Yes: Microorganisms has many advantages. they can grow as long as they have nutrients and allow us to use very complicated pathways to synthesize a compound. Moreover, they work independently and do not need staff. This, is not compatible with traditional methods. Synthetic biology is the tool of the future that will help us to solve major problems.
No: Oceans cover 70% of the planet, and synthetic biology is a very long process to put in place.
Not sure : Some of our interviewees think that synthetic biology could process the microparticles but not the microparticles


→ GMOs are very disputed. What can we do to contribute to the safety of our project?

This question was broadly discuss with the Paris-Saclay team who work on a biosafety project. The result of this discussion is in the Safety section


→ If we succeed to commercialize our drug, do you think you will buy it ?

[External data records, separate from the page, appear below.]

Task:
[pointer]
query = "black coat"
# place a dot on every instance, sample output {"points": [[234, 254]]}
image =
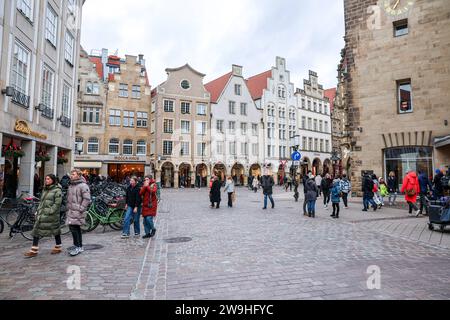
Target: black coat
{"points": [[133, 198], [215, 191]]}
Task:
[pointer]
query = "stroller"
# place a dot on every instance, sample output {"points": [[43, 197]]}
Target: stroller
{"points": [[439, 213]]}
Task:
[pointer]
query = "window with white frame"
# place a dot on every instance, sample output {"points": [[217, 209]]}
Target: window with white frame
{"points": [[26, 7], [201, 109], [168, 105], [184, 148], [255, 149], [91, 115], [232, 107], [168, 125], [243, 109], [128, 119], [123, 90], [113, 147], [66, 100], [141, 148], [167, 148], [68, 47], [142, 119], [255, 129], [136, 92], [51, 25], [47, 87], [201, 128], [185, 127], [20, 68], [114, 117], [127, 147], [220, 147], [185, 107], [243, 129], [201, 149], [93, 146], [231, 127]]}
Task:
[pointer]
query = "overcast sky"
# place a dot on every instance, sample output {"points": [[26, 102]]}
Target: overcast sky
{"points": [[211, 35]]}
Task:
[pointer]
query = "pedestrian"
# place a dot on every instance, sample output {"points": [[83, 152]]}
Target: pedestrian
{"points": [[311, 196], [411, 189], [133, 209], [318, 181], [267, 184], [425, 188], [149, 198], [229, 188], [346, 188], [438, 190], [392, 184], [214, 194], [336, 198], [383, 190], [255, 185], [326, 185], [48, 222], [78, 200], [367, 189]]}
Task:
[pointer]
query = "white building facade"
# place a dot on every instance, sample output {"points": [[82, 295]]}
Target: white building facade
{"points": [[237, 147], [314, 126]]}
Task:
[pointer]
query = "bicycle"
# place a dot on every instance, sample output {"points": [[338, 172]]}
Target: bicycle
{"points": [[105, 213]]}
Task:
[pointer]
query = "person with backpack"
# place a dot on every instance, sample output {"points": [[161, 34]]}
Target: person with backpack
{"points": [[346, 188], [267, 184], [411, 189], [149, 197], [335, 198]]}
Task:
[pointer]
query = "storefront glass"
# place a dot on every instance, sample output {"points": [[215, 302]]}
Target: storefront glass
{"points": [[401, 160]]}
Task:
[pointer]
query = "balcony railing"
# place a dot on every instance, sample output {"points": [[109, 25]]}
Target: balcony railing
{"points": [[20, 99]]}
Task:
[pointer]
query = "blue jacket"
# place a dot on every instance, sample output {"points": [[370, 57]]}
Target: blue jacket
{"points": [[424, 182], [335, 193]]}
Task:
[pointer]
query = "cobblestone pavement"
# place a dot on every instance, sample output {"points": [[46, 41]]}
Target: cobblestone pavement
{"points": [[242, 253]]}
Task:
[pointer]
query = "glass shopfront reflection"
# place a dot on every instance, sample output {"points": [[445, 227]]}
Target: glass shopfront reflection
{"points": [[401, 160]]}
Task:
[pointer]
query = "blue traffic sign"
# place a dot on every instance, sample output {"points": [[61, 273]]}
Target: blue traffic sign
{"points": [[296, 156]]}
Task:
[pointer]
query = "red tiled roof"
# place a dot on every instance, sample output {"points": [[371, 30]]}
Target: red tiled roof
{"points": [[258, 83], [215, 87], [98, 65], [330, 94]]}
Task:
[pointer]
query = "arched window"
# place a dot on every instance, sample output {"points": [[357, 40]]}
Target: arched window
{"points": [[79, 143], [141, 148], [128, 147], [93, 146], [113, 146]]}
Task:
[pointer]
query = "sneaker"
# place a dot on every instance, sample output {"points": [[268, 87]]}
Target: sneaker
{"points": [[75, 251]]}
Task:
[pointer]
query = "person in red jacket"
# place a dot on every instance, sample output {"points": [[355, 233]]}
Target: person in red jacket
{"points": [[411, 189], [149, 205]]}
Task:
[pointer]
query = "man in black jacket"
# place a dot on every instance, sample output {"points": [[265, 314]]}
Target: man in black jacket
{"points": [[133, 208]]}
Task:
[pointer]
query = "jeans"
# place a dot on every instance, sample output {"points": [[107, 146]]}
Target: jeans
{"points": [[394, 195], [76, 234], [326, 197], [368, 200], [148, 224], [127, 221], [312, 207], [271, 200], [345, 198]]}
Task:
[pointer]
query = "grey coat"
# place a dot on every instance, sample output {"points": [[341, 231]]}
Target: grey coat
{"points": [[78, 200]]}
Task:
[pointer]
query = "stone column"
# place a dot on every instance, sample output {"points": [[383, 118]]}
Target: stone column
{"points": [[176, 179], [50, 167], [27, 163]]}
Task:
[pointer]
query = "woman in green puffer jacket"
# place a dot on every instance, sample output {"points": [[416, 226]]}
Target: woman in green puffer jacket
{"points": [[48, 217]]}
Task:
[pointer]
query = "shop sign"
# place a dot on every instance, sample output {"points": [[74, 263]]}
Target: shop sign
{"points": [[23, 127]]}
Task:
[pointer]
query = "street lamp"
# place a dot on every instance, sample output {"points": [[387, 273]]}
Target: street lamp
{"points": [[295, 142]]}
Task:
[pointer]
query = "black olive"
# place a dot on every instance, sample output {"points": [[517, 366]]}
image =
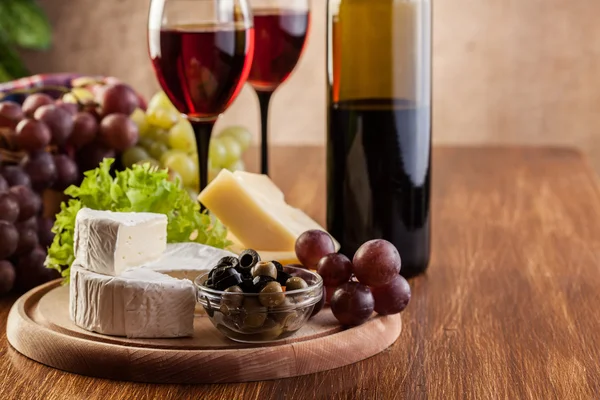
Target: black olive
{"points": [[228, 261], [282, 277], [260, 282], [265, 268], [295, 283], [248, 259], [278, 266]]}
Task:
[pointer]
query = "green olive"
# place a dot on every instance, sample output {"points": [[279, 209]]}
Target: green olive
{"points": [[233, 297], [254, 315], [271, 295], [295, 283], [265, 268]]}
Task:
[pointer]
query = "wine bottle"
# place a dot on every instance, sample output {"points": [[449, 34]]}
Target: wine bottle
{"points": [[379, 126]]}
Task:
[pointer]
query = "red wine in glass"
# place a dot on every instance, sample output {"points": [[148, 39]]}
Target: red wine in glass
{"points": [[202, 69], [280, 36]]}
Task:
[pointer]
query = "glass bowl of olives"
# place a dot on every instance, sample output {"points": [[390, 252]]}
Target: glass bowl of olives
{"points": [[265, 303]]}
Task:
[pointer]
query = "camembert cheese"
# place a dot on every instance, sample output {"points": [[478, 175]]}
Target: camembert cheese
{"points": [[254, 210], [110, 242]]}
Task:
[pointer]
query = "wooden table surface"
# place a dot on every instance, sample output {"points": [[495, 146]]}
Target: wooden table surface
{"points": [[508, 308]]}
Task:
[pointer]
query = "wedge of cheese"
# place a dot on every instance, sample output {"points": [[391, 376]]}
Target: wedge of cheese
{"points": [[255, 211], [140, 303], [110, 242]]}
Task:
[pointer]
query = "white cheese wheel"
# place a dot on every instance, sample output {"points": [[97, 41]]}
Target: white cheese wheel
{"points": [[110, 242]]}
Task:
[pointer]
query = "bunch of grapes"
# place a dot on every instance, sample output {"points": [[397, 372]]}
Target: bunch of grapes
{"points": [[45, 144], [354, 289], [167, 140]]}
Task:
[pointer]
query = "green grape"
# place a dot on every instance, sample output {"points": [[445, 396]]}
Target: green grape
{"points": [[181, 136], [160, 101], [212, 173], [145, 142], [240, 134], [164, 119], [139, 118], [79, 95], [193, 194], [238, 166], [217, 153], [159, 135], [133, 155], [150, 161], [179, 162], [157, 149], [233, 151]]}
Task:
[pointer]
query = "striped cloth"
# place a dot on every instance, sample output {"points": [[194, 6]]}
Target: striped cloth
{"points": [[36, 82]]}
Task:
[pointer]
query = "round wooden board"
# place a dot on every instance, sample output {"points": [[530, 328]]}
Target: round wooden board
{"points": [[39, 327]]}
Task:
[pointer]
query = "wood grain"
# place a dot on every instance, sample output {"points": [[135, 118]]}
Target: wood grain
{"points": [[507, 310], [39, 327]]}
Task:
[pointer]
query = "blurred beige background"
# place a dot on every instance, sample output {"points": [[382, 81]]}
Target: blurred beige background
{"points": [[505, 71]]}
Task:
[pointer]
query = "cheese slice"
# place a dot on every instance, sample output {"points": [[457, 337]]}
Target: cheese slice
{"points": [[110, 242], [255, 211], [140, 303]]}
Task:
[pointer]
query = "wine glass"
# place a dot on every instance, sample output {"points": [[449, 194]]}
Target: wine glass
{"points": [[280, 28], [201, 51]]}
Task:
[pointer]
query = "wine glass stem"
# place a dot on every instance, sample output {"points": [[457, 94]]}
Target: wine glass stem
{"points": [[203, 131], [264, 98]]}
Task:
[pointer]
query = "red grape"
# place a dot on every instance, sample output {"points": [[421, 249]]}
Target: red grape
{"points": [[29, 202], [376, 262], [118, 132], [35, 101], [32, 135], [10, 114], [7, 276], [15, 176], [352, 303], [41, 170], [335, 269], [28, 240], [393, 297], [90, 156], [84, 130], [45, 234], [58, 120], [3, 184], [9, 239], [67, 172], [9, 207], [31, 271], [313, 245], [119, 98]]}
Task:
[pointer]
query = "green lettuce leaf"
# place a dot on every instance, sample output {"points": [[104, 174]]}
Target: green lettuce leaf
{"points": [[143, 188]]}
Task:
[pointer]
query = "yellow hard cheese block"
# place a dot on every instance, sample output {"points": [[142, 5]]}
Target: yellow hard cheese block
{"points": [[255, 211]]}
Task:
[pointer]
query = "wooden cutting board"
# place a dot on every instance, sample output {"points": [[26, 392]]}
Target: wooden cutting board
{"points": [[39, 327]]}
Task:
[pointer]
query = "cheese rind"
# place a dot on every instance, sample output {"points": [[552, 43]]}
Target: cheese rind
{"points": [[140, 303], [254, 210], [110, 242]]}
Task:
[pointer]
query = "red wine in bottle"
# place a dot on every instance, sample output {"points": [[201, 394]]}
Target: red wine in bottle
{"points": [[201, 67], [280, 37], [379, 127]]}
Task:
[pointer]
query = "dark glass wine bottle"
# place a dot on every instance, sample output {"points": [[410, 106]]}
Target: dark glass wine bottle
{"points": [[379, 126]]}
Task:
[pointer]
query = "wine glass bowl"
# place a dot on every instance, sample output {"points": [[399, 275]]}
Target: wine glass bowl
{"points": [[281, 28], [201, 51]]}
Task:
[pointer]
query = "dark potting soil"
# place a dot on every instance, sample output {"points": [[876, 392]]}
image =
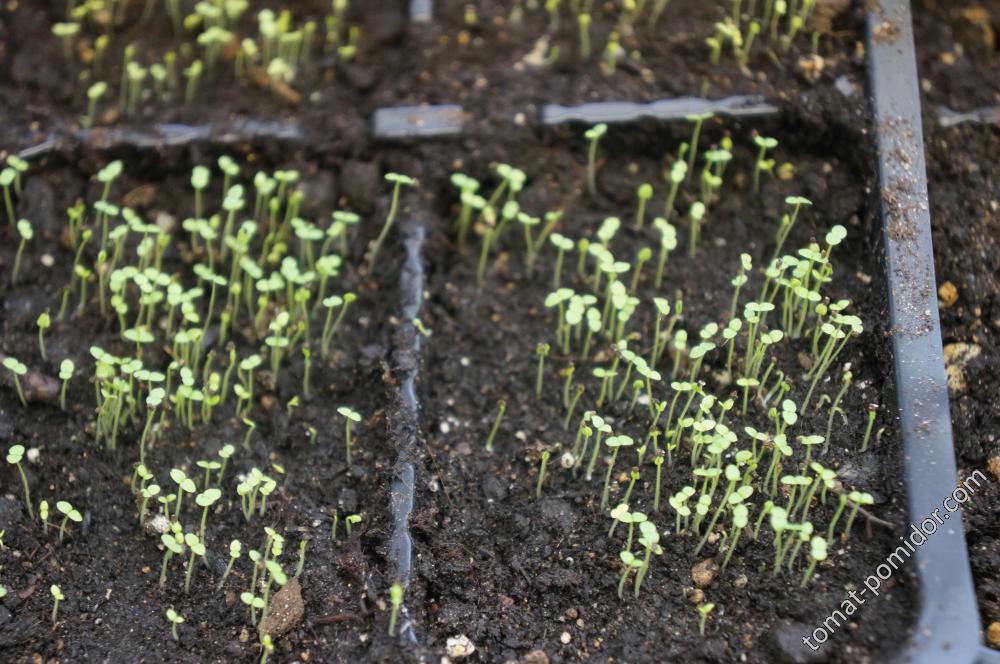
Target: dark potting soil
{"points": [[491, 562], [514, 573], [108, 567], [959, 65], [484, 67]]}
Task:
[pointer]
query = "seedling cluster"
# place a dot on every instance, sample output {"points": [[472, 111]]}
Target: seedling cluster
{"points": [[714, 412], [216, 40], [201, 318]]}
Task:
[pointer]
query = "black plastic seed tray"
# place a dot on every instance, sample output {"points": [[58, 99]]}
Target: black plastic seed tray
{"points": [[947, 625]]}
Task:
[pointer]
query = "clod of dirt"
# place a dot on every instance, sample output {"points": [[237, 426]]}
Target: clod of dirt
{"points": [[993, 634], [956, 357], [459, 646], [286, 609], [535, 657], [787, 637], [360, 182], [947, 294], [41, 388], [993, 465], [825, 12], [704, 572], [811, 67]]}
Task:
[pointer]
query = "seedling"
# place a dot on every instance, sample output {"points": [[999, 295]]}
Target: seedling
{"points": [[630, 563], [703, 611], [764, 144], [541, 474], [196, 546], [650, 541], [25, 230], [502, 407], [17, 370], [872, 413], [593, 135], [351, 520], [643, 194], [69, 514], [695, 214], [398, 182], [57, 597], [7, 178], [698, 119], [542, 351], [14, 456], [44, 322], [396, 600], [175, 620], [235, 550], [349, 416], [206, 499], [817, 553], [615, 443]]}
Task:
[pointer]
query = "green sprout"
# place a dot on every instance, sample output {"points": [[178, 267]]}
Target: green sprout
{"points": [[593, 135], [396, 600], [643, 194], [583, 21], [7, 178], [615, 443], [542, 351], [235, 550], [173, 543], [69, 514], [872, 413], [630, 563], [25, 230], [349, 416], [196, 546], [650, 541], [541, 474], [501, 408], [764, 144], [696, 213], [703, 611], [398, 182], [57, 597], [17, 370], [817, 554], [204, 500], [44, 322], [351, 520], [14, 456], [175, 620]]}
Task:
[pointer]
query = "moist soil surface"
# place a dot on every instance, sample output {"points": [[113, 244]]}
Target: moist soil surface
{"points": [[512, 572], [958, 63]]}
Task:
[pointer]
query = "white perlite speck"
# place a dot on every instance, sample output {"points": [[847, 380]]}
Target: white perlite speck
{"points": [[460, 646]]}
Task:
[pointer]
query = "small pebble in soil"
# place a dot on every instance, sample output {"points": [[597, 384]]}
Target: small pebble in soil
{"points": [[459, 646], [947, 294], [993, 465], [535, 657], [704, 572], [787, 640], [993, 634]]}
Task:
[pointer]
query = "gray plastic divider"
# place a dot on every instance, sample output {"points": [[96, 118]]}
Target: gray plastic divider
{"points": [[664, 109], [418, 121], [948, 626]]}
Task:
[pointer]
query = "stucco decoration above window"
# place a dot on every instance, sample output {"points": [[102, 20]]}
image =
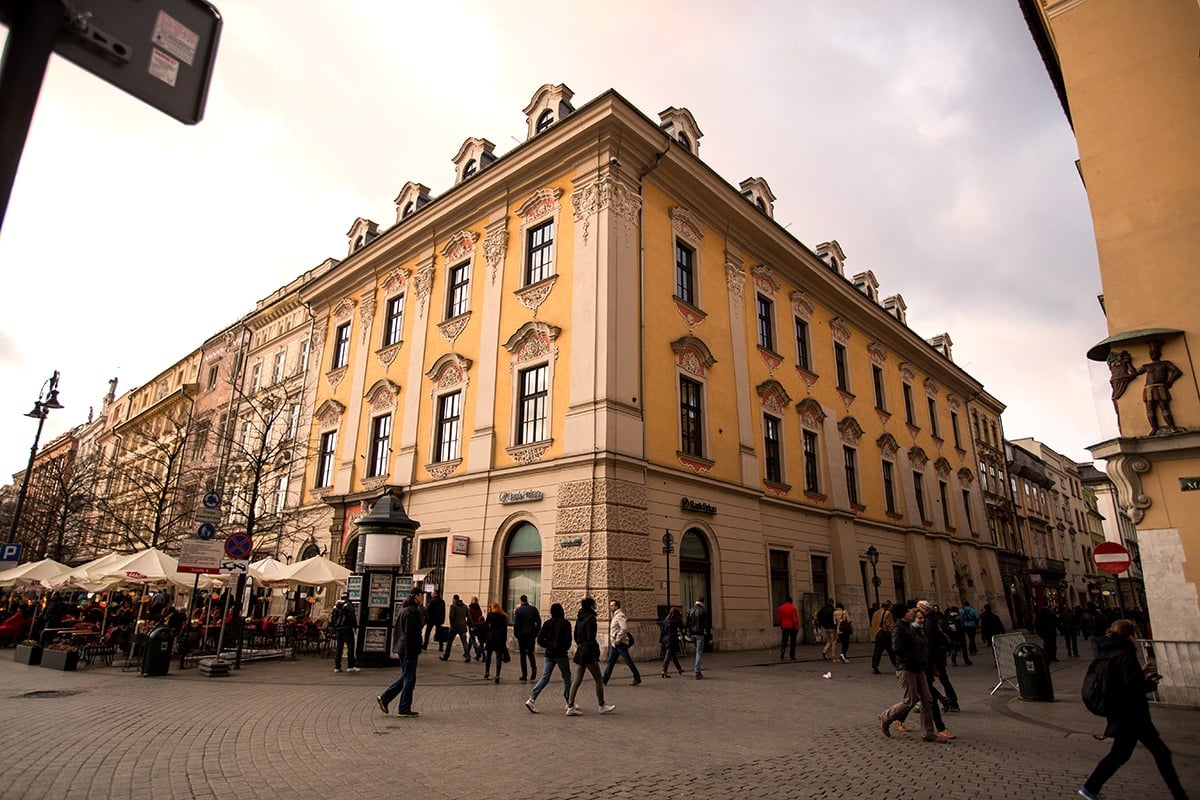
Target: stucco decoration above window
{"points": [[681, 126], [550, 104]]}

Everybody agrees to say yes : drugs are already manufactured by bacteria so they didn't have any problem with that


→ Do you think that is possible to clean up ocean (and the world) with PlastiCure ?

No : Due to microparticles, it will be very difficult. Furthermore, plastic will not be easily to collect. Nowadays, industrialization keeps growing more and more and it produces a huge amount of plastic waste. So we need to have a processing capacity very quick to offset the production owever, this project could reduce the plastic waste and have a positive effect on the environment.

→ For our last question, we decided to test whether iGEM members sort or not their plastic waste. This is the diagrams we obtain


Unfortunately, this is not representative because only 18 persons participated to this survey.